Monodromy of logarithmic Barsotti-Tate groups attached to 1-motives

Abstract

Let $R$ be a complete discrete valuation ring with perfect residue field $k$ of positive characteristic $p$ and field of fractions $K$ of characteristic 0. In this paper we consider a $K$-1-motive $M_K$ as in [Ra] and its associated Barsotti-Tate group. This last does not in general extend to a Barsotti-Tate group over $R$. However, with some assumptions, it extends to a logarithmic Barsotti-Tate group over $R$. This follows from [Ra] and Kato's results on finite logarithmic group schemes.
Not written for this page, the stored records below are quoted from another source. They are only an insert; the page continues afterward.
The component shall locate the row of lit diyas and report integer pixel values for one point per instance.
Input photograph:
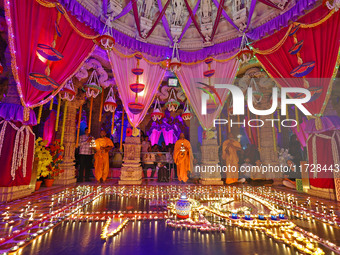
(302, 210)
(202, 225)
(105, 232)
(320, 240)
(54, 217)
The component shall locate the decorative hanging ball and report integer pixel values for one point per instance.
(92, 89)
(128, 132)
(137, 71)
(209, 73)
(42, 82)
(137, 87)
(172, 105)
(68, 92)
(294, 30)
(139, 56)
(135, 108)
(303, 70)
(57, 29)
(296, 48)
(245, 55)
(157, 115)
(208, 61)
(105, 41)
(48, 52)
(110, 104)
(186, 115)
(211, 107)
(175, 65)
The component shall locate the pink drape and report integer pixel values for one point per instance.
(320, 44)
(49, 128)
(154, 137)
(168, 136)
(31, 24)
(152, 77)
(190, 75)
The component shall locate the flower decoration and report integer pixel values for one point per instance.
(57, 153)
(43, 156)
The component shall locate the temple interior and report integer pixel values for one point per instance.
(169, 127)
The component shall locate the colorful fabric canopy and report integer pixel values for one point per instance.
(320, 32)
(151, 78)
(190, 76)
(32, 24)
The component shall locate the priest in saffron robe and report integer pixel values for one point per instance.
(229, 154)
(183, 158)
(101, 158)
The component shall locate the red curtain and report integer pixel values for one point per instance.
(321, 151)
(320, 44)
(31, 24)
(6, 157)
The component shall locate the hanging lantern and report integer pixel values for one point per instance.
(175, 64)
(135, 107)
(110, 104)
(48, 52)
(245, 54)
(105, 40)
(92, 90)
(42, 82)
(68, 92)
(157, 113)
(92, 87)
(186, 115)
(172, 103)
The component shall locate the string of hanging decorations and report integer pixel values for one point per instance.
(136, 107)
(157, 113)
(110, 105)
(92, 89)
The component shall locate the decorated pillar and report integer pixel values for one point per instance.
(69, 174)
(16, 168)
(209, 152)
(131, 171)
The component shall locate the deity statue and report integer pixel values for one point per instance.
(178, 7)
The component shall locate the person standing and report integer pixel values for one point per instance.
(101, 163)
(230, 148)
(85, 156)
(183, 158)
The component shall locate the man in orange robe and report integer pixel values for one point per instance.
(101, 163)
(183, 158)
(229, 154)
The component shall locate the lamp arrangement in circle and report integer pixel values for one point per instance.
(186, 115)
(92, 90)
(175, 63)
(157, 113)
(48, 54)
(137, 87)
(110, 105)
(68, 92)
(105, 40)
(245, 54)
(172, 103)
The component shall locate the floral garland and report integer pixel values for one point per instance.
(20, 151)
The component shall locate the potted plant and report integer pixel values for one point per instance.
(43, 159)
(56, 150)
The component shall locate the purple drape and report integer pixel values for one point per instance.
(31, 24)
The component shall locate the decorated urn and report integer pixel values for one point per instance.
(183, 207)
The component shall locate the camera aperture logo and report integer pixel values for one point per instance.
(238, 104)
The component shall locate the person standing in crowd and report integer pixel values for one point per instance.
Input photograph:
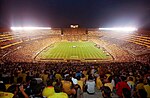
(90, 84)
(49, 89)
(106, 92)
(126, 93)
(120, 85)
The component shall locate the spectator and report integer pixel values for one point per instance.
(106, 92)
(147, 87)
(59, 93)
(142, 93)
(37, 92)
(120, 85)
(126, 93)
(49, 90)
(108, 83)
(90, 84)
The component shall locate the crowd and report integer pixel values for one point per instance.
(71, 80)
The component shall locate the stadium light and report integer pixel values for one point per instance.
(126, 29)
(30, 28)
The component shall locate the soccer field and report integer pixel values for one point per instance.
(73, 50)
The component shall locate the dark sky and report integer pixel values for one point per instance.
(86, 13)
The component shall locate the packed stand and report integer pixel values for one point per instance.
(72, 80)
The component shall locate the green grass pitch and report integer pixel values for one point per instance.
(73, 50)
Once chosen a uniformizing parameter $\pi$ of $R$, any logarithmic Barsotti-Tate group over $R$ is described by two data $(G,N)$ where $G$ is a classical Barsotti-Tate group over $R$ and $N$ is a homomorphism of classical Barsotti-Tate groups. Moreover, if $R=W(k)$, $N$ induces a $W(k)$-homorphism ${\cal N}\colon M(G_k)\to M(G_k)$ on Dieudonn\'e modules such that $F{\cal N}V={\cal N}$ and ${\cal N}^2=0$. In the first part of the paper we recall these constructions and we show how to relate $N$ with the ``geometric monodromy'' introduced by Raynaud. In the second part of the paper we give an explicit description of ${\cal N}$ in terms of additive extensions and integrals. In the last part of the paper we describe how to recover the logarithmic Barsotti-Tate group attached to a 1-motive from a concrete scheme endowed with a suitable logarithmic structure.